Compte-rendu de la visioconférence internationale du 22 octobre 2022 avec le thème : «Géopolitique et Transition Énergétique» donnée par Mr Jean Pierre FAVENNEC
Compte-rendu de la visioconférence internationale du 22 octobre 2022 avec le thème : «Géopolitique et Transition Énergétique» donnée par Mr Jean Pierre FAVENNEC
Géopolitique et transition énergétique : un exposé magistral de Jean-Pierre Favennec
La « transition énergétique », c’est comme le « changement climatique », on en entend parler tous les jours sur les chaînes d’information continue mais peu de gens savent de quoi il s’agit. Le professeur Jean-Pierre Favennec, lui, sait. Il est bien placé pour connaître cette notion-valise dans les moindres détails car c’est une sommité mondiale de l’industrie énergétique dont les travaux et les ouvrages sont célèbres dans une cinquantaine de pays et d’universités. Et grâce à l’invitation cordiale du lieutenant-colonel Constantin Lianos, président de l’association des anciens combattants et amis de la Légion Etrangère, le professeur Jean-Pierre Favennec a fait sur ce sujet parfois controversé un exposé magistral le samedi 22 novembre depuis la Côte d’Ivoire lors d’une visioconférence ouverte à plusieurs continents.
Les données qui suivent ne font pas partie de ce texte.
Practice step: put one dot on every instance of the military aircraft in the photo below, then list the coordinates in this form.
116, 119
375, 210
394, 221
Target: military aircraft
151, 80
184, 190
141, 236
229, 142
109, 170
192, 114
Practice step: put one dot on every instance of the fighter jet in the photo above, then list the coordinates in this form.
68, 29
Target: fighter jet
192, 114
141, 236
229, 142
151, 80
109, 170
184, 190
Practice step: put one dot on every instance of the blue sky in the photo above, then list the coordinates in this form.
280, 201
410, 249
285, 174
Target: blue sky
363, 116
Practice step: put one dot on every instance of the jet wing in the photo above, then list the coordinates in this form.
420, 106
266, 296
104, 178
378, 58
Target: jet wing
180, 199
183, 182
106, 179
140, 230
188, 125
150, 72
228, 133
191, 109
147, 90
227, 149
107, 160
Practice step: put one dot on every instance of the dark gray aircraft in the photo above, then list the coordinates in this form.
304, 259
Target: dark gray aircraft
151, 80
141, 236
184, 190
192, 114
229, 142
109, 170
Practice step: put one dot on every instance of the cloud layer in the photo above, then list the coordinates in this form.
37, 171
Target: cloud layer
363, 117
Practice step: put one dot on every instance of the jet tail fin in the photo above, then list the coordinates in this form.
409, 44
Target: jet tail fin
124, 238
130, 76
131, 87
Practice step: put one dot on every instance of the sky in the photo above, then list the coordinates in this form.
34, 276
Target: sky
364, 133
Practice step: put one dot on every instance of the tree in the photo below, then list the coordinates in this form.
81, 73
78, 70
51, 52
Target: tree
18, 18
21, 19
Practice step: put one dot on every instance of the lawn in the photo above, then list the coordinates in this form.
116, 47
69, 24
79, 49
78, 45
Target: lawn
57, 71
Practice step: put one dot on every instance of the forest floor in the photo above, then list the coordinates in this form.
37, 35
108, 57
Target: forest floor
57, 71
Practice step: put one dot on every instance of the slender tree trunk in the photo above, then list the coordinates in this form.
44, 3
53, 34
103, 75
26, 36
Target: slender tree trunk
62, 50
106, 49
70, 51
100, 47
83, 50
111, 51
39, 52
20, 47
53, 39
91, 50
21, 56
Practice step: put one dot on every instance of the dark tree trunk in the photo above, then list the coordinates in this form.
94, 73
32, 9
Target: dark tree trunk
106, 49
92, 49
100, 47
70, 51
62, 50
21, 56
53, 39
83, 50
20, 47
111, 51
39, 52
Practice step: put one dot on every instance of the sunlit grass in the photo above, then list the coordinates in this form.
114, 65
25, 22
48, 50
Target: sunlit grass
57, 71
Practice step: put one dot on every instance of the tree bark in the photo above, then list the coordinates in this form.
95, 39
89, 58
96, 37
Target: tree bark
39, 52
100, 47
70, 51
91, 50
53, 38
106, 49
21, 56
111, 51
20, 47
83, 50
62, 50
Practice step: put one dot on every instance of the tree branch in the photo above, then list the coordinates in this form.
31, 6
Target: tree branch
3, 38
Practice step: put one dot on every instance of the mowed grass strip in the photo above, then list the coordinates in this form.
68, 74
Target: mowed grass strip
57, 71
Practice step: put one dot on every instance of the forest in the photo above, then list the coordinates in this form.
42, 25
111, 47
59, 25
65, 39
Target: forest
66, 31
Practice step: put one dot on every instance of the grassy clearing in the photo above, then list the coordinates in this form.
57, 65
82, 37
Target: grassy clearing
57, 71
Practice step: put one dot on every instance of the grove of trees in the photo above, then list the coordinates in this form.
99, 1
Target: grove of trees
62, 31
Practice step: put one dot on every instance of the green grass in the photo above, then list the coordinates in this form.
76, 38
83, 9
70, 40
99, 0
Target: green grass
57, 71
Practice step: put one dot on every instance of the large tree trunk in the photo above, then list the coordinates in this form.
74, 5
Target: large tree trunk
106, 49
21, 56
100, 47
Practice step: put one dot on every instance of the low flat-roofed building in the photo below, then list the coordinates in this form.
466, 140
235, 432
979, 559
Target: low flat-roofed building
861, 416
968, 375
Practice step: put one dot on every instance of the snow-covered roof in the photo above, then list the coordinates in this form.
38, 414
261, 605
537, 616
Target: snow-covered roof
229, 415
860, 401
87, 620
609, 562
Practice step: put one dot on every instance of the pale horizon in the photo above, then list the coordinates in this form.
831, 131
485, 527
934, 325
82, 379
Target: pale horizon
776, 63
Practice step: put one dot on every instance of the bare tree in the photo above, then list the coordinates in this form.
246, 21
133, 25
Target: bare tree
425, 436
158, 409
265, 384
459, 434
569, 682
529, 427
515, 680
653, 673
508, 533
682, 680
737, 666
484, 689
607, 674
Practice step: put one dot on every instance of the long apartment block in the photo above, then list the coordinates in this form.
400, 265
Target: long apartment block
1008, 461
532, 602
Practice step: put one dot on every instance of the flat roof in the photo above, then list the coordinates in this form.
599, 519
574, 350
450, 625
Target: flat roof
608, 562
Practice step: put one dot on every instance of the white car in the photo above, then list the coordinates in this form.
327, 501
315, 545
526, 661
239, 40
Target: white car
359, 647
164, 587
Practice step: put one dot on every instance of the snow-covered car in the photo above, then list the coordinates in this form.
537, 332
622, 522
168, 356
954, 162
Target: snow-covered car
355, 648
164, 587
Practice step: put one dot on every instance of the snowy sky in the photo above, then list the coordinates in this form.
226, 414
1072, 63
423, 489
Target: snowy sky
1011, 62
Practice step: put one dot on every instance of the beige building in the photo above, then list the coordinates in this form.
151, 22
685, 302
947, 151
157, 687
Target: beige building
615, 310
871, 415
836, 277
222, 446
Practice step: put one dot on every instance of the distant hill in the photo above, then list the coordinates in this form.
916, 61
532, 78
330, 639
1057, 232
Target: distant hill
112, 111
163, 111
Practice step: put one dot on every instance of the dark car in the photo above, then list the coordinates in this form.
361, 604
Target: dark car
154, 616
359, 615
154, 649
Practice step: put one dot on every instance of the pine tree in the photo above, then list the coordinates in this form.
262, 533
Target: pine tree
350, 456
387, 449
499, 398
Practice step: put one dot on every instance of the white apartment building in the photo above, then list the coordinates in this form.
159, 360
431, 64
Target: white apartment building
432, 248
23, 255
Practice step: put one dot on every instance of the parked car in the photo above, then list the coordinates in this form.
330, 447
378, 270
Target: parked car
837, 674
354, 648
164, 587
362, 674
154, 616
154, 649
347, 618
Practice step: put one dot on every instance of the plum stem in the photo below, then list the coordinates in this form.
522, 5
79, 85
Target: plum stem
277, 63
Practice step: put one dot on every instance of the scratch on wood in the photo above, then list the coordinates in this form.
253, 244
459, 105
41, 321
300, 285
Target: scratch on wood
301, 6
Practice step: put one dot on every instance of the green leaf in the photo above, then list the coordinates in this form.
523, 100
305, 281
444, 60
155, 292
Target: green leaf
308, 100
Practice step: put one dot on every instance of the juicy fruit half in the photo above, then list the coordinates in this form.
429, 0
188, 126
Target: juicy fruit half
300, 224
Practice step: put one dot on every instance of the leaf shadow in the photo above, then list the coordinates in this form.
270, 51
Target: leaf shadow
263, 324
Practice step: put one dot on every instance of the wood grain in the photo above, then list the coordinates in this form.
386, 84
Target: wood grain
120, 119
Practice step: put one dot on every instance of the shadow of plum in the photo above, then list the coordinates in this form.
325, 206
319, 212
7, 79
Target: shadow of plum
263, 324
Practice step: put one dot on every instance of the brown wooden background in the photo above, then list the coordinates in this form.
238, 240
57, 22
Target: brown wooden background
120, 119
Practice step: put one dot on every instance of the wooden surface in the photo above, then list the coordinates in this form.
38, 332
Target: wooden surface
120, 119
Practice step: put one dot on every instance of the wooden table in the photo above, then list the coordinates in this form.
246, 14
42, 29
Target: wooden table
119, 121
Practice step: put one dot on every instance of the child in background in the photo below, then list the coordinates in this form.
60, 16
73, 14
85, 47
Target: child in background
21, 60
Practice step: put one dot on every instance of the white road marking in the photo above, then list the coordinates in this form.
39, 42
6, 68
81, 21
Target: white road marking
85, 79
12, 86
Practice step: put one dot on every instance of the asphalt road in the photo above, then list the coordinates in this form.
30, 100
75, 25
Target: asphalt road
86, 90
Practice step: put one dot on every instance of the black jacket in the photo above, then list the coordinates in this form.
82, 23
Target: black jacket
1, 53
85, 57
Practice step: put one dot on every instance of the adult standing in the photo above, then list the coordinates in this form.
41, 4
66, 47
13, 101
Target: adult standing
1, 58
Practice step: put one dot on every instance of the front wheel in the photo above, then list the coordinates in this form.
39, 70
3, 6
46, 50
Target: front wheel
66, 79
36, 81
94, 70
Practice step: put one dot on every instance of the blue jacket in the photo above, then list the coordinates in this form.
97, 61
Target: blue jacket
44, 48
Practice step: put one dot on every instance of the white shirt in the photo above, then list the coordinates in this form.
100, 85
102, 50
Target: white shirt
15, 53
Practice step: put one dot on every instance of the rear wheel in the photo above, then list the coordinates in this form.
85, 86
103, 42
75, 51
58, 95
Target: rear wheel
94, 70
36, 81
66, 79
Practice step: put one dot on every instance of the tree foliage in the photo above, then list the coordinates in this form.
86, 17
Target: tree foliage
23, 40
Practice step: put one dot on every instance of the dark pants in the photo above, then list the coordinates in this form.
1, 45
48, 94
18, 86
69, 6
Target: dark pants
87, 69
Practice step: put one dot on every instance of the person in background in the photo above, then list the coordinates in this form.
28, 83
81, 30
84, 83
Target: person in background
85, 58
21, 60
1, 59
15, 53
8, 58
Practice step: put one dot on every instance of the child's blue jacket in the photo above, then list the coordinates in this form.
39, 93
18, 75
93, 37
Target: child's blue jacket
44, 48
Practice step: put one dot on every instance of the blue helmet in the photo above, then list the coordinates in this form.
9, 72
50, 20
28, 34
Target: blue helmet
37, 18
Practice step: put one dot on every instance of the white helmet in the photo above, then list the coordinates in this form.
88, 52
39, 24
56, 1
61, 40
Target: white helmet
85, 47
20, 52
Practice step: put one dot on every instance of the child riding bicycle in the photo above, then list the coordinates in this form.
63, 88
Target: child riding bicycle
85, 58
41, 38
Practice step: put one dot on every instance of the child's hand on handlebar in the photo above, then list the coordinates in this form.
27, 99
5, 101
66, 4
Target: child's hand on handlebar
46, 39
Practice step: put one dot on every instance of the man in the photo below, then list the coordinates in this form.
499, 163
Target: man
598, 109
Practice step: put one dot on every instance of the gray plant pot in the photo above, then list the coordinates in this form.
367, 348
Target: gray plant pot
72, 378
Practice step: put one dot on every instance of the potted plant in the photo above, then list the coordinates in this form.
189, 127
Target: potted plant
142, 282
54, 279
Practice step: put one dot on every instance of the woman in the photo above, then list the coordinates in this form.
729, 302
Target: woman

La fameuse « transition énergétique », qu’est-ce que c’est ? C’est tout simplement une préparation à l’ère de l’après-pétrole. Il s’agit de remplacer dans l’avenir les énergies « primaires », c’est-à-dire le pétrole, le gaz, le charbon et l’uranium qui sont des énergies fossiles à puiser dans le sol, par des énergies renouvelables telles que le bois, les barrages hydrauliques, l’éolien et le solaire qui sont inépuisables et disponibles en grande quantité. Les premières (pétrole, gaz, charbon) sont très polluantes mais elles représentent toujours environ 90 % de la consommation mondiale d’énergie. En revanche, les énergies « renouvelables » nous permettent de produire de l’électricité en émettant un minimum de gaz à effet de serre comme le gaz carbonique, donc de polluer beaucoup moins la planète. Mais elles ne représentent pour l’instant que 10 % de la consommation mondiale d’énergie.
« Le pétrole est liquide, facile à transporter, indispensable pour alimenter les camions, les avions, les bateaux et les tanks, donc nécessaire pour faire la guerre, a rappelé M. Favennec en préambule. Le gaz est plus propre mais plus difficile à manipuler et doit être acheminé dans des tuyaux ou gazoducs sous forme de gaz naturel liquéfié dont la température est à moins 162 degrés. Quant au charbon il est très facile à transporter ».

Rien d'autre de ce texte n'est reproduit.